A pragmatic approach is to use a Docker containerized version of MariaDB and to run it on a kubernetes cluster. Using Kubernetes as an orchestrator and MariaDB Docker images as building blocks is a good choice to remain cloud agnostic and to be prepared for multicloud architectures.

But Kubernetes can be a complex beast. Installing kubernetes, keeping it highly available and maintaining it up to date can consume a lot of time/ressources.

It makes a lot of sense to use a managed version of kubernetes like Azure Kubernetes Service(AKS). It is economically interesting as with AKS we do not pay for the kubernetes control plane. Kubernetes itself is a standard building block that offers the same features on all cloud providers. Kubernetes is a graduated project of the Cloud Native computing foundation and this is a strong guaranty of interoperability across different cloud providers.

First let us login to Azure and set the SUBSCRIPTION_ID to the subscription we want to use to create the principal.

$ az login
To sign in, use a web browser to open the page https://microsoft.com/devicelogin and enter the code XXX to authenticate.
[
  {
    "cloudName": "AzureCloud",
    "id": "07ea84f6-0ca4-4f66-ad4c-f145fdb9fc39",
    "isDefault": true,
    "name": "Visual Studio Ultimate",
    "state": "Enabled",
    "tenantId": "e1be9ce1-c3be-436c-af1d-46ffecf854cd",
    "user": {
      "name": "serge@gmail.com",
      "type": "user"
    }
  }
]
$ az account show --query "{subscriptionId:id, tenantId:tenantId}"
{
  "subscriptionId": "07ea84f6-0ca4-4f66-ad4c-f145fdb9fc39",
  "tenantId": "e1be9ce1-c3be-436c-af1d-46feecf854cd"
}
$ export SUBSCRIPTION_ID="07ea84f6-0ca4-4f66-ad4c-f145fdb9fc39"

We first need to create an Azure AD service principal.

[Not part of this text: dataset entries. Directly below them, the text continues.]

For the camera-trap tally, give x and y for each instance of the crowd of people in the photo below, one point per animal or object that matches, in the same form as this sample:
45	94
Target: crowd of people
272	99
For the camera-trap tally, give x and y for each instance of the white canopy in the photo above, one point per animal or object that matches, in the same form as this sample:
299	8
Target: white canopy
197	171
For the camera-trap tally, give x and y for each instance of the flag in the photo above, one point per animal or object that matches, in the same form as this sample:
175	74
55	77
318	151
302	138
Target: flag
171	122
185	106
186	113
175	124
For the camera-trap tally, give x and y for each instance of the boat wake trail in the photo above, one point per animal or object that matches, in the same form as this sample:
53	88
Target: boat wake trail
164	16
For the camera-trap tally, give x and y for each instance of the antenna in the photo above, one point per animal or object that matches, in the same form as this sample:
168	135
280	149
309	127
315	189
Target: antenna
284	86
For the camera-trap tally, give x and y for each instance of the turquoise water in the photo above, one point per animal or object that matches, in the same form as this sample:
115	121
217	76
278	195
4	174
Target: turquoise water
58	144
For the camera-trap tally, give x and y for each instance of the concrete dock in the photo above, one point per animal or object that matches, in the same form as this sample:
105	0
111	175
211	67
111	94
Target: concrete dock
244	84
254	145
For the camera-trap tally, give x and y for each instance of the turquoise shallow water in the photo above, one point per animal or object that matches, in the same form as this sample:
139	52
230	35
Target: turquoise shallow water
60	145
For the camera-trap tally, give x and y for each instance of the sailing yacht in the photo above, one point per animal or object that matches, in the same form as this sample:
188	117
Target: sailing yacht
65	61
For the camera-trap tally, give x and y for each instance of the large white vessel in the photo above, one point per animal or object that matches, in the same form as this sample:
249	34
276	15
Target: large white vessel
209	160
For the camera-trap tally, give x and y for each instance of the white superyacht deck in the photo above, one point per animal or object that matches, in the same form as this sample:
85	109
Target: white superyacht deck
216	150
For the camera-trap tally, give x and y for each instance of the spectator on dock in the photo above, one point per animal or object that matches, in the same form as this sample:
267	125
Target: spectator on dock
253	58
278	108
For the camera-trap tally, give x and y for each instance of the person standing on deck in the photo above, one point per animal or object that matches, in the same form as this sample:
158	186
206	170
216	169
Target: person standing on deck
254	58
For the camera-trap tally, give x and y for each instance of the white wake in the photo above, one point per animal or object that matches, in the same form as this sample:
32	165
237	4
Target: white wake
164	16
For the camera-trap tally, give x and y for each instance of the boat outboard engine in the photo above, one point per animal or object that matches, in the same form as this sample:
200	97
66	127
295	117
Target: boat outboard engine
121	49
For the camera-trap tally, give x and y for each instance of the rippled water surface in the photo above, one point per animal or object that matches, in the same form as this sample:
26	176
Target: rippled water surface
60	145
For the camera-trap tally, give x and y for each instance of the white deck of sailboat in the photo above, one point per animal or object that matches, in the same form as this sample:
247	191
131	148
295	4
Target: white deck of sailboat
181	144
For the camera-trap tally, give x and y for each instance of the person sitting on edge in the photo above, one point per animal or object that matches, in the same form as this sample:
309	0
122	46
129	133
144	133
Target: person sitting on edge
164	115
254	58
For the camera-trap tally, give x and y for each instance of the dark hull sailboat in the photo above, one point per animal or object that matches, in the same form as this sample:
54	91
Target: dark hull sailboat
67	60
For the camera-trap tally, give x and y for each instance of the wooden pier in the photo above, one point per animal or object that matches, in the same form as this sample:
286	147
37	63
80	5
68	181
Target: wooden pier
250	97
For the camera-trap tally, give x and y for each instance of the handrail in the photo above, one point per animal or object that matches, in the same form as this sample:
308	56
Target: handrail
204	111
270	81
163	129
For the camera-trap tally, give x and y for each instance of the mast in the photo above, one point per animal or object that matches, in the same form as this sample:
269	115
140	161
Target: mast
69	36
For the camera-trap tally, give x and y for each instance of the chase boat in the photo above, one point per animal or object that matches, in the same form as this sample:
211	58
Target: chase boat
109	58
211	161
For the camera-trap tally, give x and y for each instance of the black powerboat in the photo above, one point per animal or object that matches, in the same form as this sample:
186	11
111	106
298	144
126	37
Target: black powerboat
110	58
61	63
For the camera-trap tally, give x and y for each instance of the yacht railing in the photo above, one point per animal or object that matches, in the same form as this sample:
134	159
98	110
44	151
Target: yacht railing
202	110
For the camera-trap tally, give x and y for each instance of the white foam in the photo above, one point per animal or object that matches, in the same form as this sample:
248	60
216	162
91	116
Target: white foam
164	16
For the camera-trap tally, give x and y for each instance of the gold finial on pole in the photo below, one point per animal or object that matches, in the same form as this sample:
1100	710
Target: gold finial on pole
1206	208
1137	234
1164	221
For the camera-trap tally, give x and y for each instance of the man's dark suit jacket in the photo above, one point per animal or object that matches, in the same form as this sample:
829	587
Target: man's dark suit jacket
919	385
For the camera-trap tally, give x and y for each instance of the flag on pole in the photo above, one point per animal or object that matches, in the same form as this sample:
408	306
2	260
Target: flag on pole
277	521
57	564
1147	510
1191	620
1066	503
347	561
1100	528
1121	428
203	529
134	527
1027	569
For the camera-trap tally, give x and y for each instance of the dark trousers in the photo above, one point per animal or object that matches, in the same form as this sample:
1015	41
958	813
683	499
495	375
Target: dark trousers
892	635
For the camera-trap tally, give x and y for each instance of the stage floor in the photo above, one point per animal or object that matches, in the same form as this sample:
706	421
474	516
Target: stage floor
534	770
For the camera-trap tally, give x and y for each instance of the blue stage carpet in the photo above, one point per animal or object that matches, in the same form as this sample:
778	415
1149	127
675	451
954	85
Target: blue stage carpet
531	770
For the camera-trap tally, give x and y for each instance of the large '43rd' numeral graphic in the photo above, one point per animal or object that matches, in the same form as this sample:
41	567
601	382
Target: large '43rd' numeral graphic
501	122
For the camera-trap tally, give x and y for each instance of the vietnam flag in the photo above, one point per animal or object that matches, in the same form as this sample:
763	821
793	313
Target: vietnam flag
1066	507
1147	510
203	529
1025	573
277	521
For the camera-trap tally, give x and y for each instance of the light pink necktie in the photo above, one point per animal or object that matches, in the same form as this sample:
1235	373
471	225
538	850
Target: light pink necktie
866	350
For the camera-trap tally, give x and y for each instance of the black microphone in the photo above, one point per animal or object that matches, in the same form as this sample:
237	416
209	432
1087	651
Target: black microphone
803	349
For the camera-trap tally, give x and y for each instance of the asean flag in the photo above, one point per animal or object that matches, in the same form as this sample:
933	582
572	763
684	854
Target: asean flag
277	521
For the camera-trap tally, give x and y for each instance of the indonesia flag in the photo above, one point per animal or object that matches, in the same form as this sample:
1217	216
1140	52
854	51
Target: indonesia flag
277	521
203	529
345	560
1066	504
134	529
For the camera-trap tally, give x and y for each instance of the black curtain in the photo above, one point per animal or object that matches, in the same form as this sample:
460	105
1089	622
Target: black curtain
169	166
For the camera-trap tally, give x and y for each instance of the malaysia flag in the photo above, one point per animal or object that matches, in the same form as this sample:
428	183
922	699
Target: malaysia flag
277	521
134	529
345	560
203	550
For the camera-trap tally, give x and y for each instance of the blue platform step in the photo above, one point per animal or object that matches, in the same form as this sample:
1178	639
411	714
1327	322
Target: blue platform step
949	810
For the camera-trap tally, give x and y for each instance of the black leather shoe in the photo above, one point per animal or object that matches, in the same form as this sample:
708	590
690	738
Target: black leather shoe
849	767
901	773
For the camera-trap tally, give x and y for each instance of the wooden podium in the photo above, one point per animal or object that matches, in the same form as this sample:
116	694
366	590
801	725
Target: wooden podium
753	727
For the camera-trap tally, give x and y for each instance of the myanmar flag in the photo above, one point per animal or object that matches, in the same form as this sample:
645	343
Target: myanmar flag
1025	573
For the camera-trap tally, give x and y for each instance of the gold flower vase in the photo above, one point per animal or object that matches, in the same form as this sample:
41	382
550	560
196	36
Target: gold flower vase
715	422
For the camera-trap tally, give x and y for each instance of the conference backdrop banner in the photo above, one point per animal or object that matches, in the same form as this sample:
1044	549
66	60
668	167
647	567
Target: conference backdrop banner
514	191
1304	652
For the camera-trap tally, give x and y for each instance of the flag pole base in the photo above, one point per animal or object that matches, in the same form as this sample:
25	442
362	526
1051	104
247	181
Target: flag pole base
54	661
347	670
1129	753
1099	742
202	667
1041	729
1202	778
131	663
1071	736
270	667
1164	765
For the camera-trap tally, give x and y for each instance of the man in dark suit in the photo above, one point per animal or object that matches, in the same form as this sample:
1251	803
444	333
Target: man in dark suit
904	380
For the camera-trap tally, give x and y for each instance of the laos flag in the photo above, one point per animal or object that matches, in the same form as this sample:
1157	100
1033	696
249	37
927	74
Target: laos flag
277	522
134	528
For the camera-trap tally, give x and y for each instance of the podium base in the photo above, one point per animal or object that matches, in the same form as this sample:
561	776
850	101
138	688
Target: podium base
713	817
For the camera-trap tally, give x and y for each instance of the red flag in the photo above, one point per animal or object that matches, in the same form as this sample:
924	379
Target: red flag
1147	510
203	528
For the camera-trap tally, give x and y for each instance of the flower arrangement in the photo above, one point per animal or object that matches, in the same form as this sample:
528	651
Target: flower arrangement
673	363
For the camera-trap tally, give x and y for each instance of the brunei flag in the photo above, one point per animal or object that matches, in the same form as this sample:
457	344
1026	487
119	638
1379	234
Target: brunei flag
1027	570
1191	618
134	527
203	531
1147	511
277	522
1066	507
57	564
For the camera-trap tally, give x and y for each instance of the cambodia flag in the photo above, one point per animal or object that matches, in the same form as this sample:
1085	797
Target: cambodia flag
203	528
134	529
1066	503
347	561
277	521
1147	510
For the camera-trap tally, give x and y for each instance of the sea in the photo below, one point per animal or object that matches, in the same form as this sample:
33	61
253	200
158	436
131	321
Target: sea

This is the service account that will be used by Terraform to create resources in Azure.

$ az ad sp create-for-rbac --role="Contributor" --scopes="/subscriptions/${SUBSCRIPTION_ID}"
{
  "appId": "7b6c7430-1d17-49b8-80be-31b087a3b75c",
  "displayName": "azure-cli-2018-11-09-12-15-59",
  "name": "http://azure-cli-2018-11-09-12-15-59",
  "password": "7957f6ca-d33f-4fa3-993a-8fb018c10fe2",
  "tenant": "e1be9ce1-c3be-436c-af1d-46feecf854cd"
}

We also create an azure storage container to store the Terraform state file. This is required to have multiple devops working on the same infrastructure through a shared storage configuration.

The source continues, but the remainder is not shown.